According to Rolling Stone, the book also recalled a reception Trump held for top congressional leaders shortly after his inauguration in 2017 when he mistook a mixed-race group of Democratic staffers for servers.

“Why don’t you get” the food, Trump reportedly told staffers for Sen. Chuck Schumer and Rep. Nancy Pelosi.

“Confidence Man” also describes Trump’s relationship with his ex-girlfriend, model Kara Young, whose mother is Black and father is white. He once joked that Young inherited her looks from her mother and smarts “from her dad, the white side.” Young was reportedly unhappy with the comment.

Trump reportedly made several “Black friends” through Young, whom he dated for 20 years. She introduced him to Sean “Diddy” Combs and Russell Simmons. Young told New York Times in August 2017 that she didn’t believe Trump was racist.

“I didn’t hide my race from Donald Trump. He knew,” Young said. “He would say, ‘You’re like Derek Jeter.’ And I would say, ‘Exactly.’”

“I never heard him say a disparaging comment towards any race of people,” she added.

However, Young said Trump was curious about race and inclined to believe stereotypes.

“We went to the U.S. Open once, and a lot of Black people came because it was Venus and Serena,” she said, referring to the Williams sisters. “He was impressed that a lot of Black people came to the U.S. Open because they were playing.”

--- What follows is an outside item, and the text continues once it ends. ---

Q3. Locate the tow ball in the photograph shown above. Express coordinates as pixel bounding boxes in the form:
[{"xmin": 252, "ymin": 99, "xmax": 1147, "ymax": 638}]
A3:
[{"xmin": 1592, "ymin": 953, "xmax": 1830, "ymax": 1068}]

Before being banned from Twitter in January 2021, Trump never shied away from tweets criticized for being racist. He referred to white nationalist, neo-Nazis and white supremacist groups as “fine people.” He called his former staffer Omarosa Manigault Newman a “dog” and a “crazed, crying lowlife.”

A reality TV personality, Trump first made waves in the political arena by pushing conspiracy theories about Obama’s birthplace. Obama was born in Hawaii, and his father was from Kenya. In the spring of 2011, Trump, who was then publicly teasing a run for president that he would make in earnest four years later, started making appearances demanding that Obama release his birth certificate.